Younger Paleozoic formations
Formations of the remaining Paleozoic systems are likewise of interest because of the ways in which they differ from those already described.
Figure 38. Distinctive features of Cambrian rocks.
A. Algal heads in the Park Shale Member of the Gros Ventre Formation. These calcareous mounds were built by algae growing in a shallow sea in Cambrian time. They are now exposed on the divide between North and South Leigh Creeks, nearly 2 miles above sea level!
B. Bed of “edgewise” conglomerate in the Gallatin Limestone. Angular plates of solidified lime-ooze were torn from the sea bottom by storm waves, swept into depressions, and then buried in lime mud. These fragments, seen in cross section, make the strange design on the rock. Thin limestone beds below are undisturbed. National Park Service photo by W. E. Dilley.
The Bighorn Dolomite of Ordovician age forms ragged hard massive light-gray to white cliffs 100 to 200 feet high (figs. [32] and [33]). Dolomite is a calcium-magnesium carbonate, but the original sediment probably was a calcium carbonate mud that was altered by magnesium-rich sea water shortly after deposition. Corals and other marine animals were abundant in the clear warm seas at this time.
Dolomite in the Darby Formation of Devonian age differs greatly from the Bighorn Dolomite; that in the Darby is dark-brown to almost black, has an oily smell, and contains layers of black, pink, and yellow mudstone and thin sandstone. The sea bottom during deposition of these rocks was foul and frequently the water was turbid. Abundant fossil fragments indicate fishes were common for the first time. Exposures of the Darby Formation are recognizable by their distinctive dull-yellow thin-layered slopes between the prominent gray massive cliffs of formations below and above.

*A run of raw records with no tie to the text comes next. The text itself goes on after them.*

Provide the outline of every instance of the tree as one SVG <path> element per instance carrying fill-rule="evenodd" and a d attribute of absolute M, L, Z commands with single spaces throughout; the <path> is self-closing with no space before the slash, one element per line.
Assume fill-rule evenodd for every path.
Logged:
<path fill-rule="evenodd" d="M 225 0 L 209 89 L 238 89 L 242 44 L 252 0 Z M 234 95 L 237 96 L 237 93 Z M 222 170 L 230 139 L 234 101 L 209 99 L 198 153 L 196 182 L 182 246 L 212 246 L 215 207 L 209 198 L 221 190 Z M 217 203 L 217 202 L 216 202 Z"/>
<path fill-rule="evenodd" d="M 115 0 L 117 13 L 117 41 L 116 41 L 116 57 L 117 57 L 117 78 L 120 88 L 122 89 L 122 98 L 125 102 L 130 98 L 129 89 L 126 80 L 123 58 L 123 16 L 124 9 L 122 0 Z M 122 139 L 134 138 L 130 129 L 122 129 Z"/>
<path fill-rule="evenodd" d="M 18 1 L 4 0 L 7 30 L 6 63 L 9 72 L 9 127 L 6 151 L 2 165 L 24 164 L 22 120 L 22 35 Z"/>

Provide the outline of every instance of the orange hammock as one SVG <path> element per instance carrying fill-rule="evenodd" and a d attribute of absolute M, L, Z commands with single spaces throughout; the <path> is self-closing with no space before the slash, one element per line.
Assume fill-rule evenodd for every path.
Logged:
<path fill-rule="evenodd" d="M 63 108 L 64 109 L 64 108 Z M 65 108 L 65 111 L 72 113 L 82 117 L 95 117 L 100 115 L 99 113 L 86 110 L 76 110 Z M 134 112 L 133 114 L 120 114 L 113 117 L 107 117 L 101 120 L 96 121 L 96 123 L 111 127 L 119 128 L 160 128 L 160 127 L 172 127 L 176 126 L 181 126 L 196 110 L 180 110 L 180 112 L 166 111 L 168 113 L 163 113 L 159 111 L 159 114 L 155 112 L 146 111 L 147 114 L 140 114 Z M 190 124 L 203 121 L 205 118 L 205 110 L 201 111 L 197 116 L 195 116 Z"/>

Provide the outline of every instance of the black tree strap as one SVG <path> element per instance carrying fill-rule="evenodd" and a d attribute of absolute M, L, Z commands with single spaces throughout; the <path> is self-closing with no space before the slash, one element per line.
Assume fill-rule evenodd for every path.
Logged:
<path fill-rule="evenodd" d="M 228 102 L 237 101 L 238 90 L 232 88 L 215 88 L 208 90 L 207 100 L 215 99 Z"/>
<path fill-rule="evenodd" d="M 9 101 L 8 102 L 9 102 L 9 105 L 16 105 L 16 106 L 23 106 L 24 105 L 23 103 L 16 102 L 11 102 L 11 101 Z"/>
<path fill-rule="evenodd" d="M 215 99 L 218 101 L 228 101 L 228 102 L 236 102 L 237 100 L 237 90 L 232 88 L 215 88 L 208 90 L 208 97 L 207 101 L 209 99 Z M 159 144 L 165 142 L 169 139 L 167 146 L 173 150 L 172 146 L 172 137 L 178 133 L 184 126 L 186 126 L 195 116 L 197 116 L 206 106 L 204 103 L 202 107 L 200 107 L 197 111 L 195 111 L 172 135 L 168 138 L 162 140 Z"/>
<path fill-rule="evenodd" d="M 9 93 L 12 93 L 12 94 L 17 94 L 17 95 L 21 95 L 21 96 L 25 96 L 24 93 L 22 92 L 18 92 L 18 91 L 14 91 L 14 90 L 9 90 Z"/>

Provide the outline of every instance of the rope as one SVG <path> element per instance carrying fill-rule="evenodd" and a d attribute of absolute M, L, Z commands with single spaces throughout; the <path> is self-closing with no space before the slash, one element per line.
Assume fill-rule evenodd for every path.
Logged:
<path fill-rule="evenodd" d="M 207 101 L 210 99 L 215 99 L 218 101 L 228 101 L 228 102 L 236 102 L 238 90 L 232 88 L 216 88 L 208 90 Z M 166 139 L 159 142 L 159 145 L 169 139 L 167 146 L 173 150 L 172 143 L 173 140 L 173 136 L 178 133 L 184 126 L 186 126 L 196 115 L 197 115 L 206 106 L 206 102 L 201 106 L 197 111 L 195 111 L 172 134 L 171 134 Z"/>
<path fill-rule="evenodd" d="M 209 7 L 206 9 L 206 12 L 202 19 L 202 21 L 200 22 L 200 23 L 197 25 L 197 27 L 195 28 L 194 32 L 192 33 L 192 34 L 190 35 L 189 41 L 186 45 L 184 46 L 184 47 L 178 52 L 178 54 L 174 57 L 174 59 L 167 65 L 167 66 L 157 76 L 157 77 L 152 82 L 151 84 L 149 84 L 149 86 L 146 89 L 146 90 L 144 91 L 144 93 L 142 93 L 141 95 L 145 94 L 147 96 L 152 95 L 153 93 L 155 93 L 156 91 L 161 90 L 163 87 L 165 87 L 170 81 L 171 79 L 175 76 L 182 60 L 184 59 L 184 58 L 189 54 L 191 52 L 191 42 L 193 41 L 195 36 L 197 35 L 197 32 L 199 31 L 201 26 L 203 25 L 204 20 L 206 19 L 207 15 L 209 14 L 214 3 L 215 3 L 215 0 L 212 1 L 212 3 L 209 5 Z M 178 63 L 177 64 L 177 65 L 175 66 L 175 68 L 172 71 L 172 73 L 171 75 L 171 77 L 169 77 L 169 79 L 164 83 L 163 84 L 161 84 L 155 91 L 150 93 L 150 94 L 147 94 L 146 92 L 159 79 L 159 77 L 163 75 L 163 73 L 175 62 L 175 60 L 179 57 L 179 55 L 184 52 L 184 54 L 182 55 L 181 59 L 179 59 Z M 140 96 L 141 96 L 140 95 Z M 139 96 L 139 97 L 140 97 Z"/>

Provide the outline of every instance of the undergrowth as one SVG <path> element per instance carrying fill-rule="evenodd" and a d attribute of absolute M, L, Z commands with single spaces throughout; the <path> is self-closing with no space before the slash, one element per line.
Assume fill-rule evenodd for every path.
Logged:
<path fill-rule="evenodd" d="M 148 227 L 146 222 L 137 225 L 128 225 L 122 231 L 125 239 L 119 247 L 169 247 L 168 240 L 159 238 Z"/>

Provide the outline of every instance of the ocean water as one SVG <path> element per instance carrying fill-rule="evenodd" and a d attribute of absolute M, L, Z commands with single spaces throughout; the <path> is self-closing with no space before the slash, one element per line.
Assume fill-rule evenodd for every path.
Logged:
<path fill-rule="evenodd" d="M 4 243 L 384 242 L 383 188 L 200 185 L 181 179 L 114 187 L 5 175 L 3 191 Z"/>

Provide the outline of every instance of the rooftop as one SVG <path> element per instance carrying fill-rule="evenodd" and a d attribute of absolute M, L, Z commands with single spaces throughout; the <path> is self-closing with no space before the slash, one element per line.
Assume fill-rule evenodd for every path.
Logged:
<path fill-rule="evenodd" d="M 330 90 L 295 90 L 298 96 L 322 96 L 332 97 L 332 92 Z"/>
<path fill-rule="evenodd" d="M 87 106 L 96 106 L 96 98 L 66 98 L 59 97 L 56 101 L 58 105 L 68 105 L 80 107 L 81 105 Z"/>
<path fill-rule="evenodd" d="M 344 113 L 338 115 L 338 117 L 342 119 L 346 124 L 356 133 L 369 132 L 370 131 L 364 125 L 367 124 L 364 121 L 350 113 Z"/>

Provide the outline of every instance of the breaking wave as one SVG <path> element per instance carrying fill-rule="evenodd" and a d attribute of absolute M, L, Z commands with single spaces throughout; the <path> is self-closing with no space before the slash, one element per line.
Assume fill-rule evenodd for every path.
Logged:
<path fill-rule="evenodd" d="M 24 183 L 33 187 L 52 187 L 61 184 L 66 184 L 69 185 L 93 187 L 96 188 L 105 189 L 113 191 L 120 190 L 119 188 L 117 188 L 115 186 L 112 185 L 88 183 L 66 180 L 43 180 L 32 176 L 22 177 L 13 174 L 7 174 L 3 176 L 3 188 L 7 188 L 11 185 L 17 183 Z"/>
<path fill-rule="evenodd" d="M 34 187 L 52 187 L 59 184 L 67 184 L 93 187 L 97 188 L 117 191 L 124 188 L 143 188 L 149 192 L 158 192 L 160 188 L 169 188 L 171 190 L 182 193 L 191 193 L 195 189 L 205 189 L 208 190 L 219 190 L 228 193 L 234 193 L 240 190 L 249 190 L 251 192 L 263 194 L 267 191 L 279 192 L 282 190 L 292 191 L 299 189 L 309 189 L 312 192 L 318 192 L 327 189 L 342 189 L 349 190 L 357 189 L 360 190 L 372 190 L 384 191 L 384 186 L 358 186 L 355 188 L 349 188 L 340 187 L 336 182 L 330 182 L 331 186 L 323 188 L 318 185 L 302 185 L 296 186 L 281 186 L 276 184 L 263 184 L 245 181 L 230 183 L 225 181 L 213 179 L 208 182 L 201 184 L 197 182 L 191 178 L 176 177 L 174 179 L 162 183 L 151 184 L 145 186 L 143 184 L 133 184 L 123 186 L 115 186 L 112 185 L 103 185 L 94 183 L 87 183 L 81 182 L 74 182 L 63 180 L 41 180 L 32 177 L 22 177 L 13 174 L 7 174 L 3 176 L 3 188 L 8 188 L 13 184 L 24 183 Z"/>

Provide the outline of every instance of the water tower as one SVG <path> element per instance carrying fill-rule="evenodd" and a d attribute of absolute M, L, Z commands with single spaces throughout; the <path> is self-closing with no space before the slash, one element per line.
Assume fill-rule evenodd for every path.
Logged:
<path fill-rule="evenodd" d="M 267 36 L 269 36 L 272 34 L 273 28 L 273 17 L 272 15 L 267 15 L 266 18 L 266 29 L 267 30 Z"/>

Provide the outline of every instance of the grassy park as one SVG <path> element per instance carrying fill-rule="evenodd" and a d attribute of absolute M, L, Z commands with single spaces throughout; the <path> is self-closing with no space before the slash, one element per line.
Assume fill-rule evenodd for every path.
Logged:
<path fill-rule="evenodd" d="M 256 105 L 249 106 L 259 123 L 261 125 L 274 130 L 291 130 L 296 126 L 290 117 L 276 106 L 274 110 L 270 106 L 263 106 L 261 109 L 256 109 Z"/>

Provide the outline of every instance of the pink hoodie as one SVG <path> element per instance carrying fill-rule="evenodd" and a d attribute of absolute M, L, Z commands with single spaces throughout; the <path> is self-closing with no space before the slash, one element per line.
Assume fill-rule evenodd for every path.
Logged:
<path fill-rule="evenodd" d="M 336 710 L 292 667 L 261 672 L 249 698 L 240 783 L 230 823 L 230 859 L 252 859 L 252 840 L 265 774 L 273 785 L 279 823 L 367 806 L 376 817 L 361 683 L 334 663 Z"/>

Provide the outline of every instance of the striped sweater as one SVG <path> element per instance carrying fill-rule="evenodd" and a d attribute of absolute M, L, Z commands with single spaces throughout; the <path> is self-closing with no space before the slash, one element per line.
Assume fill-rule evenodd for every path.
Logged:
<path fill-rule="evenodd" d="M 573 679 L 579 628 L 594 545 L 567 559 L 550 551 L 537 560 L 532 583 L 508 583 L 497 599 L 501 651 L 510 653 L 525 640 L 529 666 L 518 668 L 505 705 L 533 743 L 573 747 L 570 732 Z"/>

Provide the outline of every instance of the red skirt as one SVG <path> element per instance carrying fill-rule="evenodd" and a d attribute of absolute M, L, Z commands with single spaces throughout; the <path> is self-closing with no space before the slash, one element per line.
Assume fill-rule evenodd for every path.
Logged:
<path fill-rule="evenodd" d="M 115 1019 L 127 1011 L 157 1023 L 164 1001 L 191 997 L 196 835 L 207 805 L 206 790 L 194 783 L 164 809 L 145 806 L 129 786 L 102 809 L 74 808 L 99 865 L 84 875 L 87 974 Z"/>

The Madison Limestone of Mississippian age is 1,000 feet thick and is exposed in spectacular vertical cliffs along canyons in the north, west, and south parts of the Tetons. It is noted for the abundant remains of beautifully preserved marine organisms ([fig. 39]). The fossils and the relatively pure blue-gray limestone in which they are embedded indicate deposition in warm tranquil seas. The beautiful Ice Cave on the west side of the Tetons and all other major caves in the region were dissolved out of this rock by underground water.
The Pennsylvanian System is represented by the Amsden Formation and the Tensleep Sandstone. Cliffs of the Tensleep Sandstone can be seen along the Gros Ventre River at the east edge of the park. The Amsden, below the Tensleep, consists of red and green shale, sandstone, and thin limestone. The shale is especially weak and slippery when exposed to weathering and saturated with water. These are the strata that make up the glide plane of the Lower Gros Ventre Slide ([fig. 5]) east of the park.
The Phosphoria Formation and its equivalents of Permian age are unlike any other Paleozoic rocks because of their extraordinary content of uncommon elements. The formation consists of sandy dolomite, widespread black phosphate beds and black shale that is unusually rich not only in phosphorus, but also in vanadium, uranium, chromium, zinc, selenium, molybdenum, cobalt, and silver. The formation is mined extensively in nearby parts of Idaho and in Wyoming for phosphatic fertilizer, for the chemical element phosphorus, and for some of the metals that can be derived from the rocks as byproducts. These elements and compounds are not everywhere concentrated enough to be of economic interest, but their dollar value is, in a regional sense, comparable to that of some of the world’s greatest mineral deposits.
Figure 39. A glimpse of the sea floor during deposition of the Madison Limestone 330 million years ago, showing the remains of brachiopods, corals, and other forms of life that inhabited the shallow warm water.
A. Slab in which fossils are somewhat broken and scattered. Scale slightly reduced. National Park Service photo by W. E. Dilley and R. A. Mebane.
B. Slab in which fossils are remarkably complete. Silver dollar gives scale. Specimen is in University of Wyoming Geological Museum.